Lack of an independent regulator and the ministry’s restrictive monopoly have curtailed growth
Kuwait’s telecoms sector will continue to suffer until the government establishes an independent regulator. As the first country in the Middle East to introduce competition to its market, it should have continued to lead the way and become an example to the rest of the region. Instead the ministry’s restrictive monopoly over the industry has resulted in stagnation.
The country is now the only one in the region without a regulatory body. Before the arrival of competition, Kuwait only had one operator - Zain. Wataniya’s entrance in 1997 boosted both operators’ performance and added a more dynamic and stimulating aspect to the industry. Zain eventually became the world’s third largest operator and Wataniya expanded its presence outside of Kuwait to four other countries.
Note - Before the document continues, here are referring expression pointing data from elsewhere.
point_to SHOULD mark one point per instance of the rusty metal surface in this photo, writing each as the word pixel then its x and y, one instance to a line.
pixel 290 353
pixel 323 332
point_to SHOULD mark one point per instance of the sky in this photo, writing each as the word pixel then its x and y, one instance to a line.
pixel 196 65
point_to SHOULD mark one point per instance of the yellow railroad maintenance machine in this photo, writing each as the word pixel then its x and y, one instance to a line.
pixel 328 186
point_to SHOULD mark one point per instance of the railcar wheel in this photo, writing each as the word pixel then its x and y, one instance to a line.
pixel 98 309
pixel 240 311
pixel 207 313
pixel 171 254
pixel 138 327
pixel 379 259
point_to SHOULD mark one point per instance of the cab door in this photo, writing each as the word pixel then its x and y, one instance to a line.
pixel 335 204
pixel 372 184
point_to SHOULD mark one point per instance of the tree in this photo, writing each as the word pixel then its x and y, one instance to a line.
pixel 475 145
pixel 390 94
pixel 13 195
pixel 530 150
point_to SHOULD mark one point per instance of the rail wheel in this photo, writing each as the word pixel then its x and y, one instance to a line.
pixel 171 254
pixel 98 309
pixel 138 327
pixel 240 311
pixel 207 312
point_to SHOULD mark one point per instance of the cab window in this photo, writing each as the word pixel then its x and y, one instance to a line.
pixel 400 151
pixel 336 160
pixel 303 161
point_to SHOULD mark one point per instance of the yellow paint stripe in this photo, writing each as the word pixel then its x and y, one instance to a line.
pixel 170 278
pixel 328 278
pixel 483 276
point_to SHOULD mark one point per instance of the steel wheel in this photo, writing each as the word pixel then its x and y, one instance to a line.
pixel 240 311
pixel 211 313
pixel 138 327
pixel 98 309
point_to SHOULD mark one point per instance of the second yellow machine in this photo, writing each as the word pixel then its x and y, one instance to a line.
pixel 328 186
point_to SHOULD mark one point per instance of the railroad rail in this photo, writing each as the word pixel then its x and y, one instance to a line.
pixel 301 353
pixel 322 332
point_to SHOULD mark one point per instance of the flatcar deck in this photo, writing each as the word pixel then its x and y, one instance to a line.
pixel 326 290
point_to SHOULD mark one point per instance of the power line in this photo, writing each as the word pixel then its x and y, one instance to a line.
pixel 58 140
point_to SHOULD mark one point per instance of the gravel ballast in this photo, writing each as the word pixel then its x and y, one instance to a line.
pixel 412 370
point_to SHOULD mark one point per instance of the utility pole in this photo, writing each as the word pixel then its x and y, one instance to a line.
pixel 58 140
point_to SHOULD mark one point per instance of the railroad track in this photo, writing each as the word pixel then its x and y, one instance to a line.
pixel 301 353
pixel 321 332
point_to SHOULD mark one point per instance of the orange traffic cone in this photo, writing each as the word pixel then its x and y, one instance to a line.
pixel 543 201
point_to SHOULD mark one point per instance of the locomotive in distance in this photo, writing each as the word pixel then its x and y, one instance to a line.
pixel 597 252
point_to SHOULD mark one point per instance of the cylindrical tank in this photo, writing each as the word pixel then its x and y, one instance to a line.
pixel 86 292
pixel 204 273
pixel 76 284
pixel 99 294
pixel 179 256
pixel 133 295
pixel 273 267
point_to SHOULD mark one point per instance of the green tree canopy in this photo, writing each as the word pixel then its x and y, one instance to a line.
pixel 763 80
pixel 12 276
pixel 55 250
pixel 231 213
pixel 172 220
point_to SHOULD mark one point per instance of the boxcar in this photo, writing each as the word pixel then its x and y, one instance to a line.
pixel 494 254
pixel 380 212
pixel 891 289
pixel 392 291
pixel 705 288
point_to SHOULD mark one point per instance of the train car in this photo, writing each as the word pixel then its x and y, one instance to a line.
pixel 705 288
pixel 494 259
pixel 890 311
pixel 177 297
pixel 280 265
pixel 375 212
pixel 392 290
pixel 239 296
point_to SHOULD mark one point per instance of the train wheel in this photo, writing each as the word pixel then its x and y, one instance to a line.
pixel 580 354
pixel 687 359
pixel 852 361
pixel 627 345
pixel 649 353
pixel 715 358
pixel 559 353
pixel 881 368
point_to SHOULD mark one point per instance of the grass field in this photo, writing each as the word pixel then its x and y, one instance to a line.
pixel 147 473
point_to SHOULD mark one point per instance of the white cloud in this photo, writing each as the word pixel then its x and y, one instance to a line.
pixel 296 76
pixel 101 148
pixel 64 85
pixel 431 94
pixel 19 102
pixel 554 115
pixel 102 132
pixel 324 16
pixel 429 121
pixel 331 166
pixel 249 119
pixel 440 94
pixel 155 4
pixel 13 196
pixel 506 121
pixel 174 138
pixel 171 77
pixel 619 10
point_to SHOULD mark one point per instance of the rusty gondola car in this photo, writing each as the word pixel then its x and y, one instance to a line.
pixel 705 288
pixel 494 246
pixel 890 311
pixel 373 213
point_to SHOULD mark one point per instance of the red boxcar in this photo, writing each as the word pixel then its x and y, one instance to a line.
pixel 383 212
Earlier this year, Zain sold 18 of its units to India’s Bharti Airtel and is currently in the process of selling its remaining five units to the UAE’s Etisalat. Qatar Telecom (Qtel) bought a 52.5 per cent stake in Wataniya in 2007. Kuwait has lost its incumbents to its neighbours and the only other operator is Saudi Arabia’s STC, which entered the market in 2008.
Focus has shifted away from voice revenue to data and value-added services, a trend driven by a young population with high spending power and changing consumer habits. All three mobile operators are faced with falling average return per user levels. Currently, the operators are self-regulating in order to avoid a damaging price war.
Other telecoms companies in the region are better placed to make better use of their networks. Opportunities to provide more competitive pricing or enter adjacent markets such as data centres would be difficult to establish in Kuwait since they require flexible use of the country’s gateways, which are wholly controlled by the state.